Harlow, Essex -- A project to build a designer home on the site of some old farm buildings in a new UK National Park is using a polyurethane-bound aggregate surfacing on the groundworks of the three-acre site.
The blend of naturally coloured aggregates was selected as in keeping with the house surroundings. The light shade of the aggregate will not change over time because the elastic polyurethane resin does not degrade when exposed to ultraviolet light, says Ronacrete, supplier of the resin surfacing.
The owner employed BPR Architects to design Downley House as a family home, on the site of old farm buildings within the newly formed South Downs National Park. Part of the original house remains as a folly next to the main house. The building's two wings are linked by a barrel-vaulted dining hall. Other features are a copper roof and glass surround spiral staircase leading to a roof terrace.
PRC Landscapes did the groundworks and landscaping, including application of the RonaDeck Resin Bound Surfacing from Ronacrete, a Harlow, Essex-based surfacing supplier.

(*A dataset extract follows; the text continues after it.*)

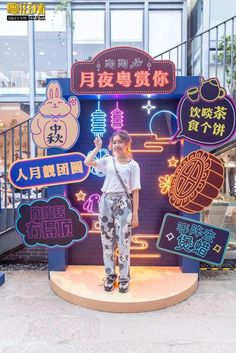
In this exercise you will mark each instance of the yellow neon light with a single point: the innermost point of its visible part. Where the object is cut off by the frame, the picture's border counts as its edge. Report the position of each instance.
(152, 146)
(172, 162)
(164, 183)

The two-part aggregate system, which is compliant with SuDS (sustainable drainage systems) was applied to 650 square metres of macadam substrate including patios, the driveway and turning circle.
The resin is supplied in two components which were mixed with a drill and paddle before being added to the aggregate blend. The complete surfacing system was mixed in a high-capacity forced action mixer and poured, spread to level and trowel-finished at a thickness of 15mm. The paving was ready for foot traffic in four hours and ready for vehicles after 1-2 days.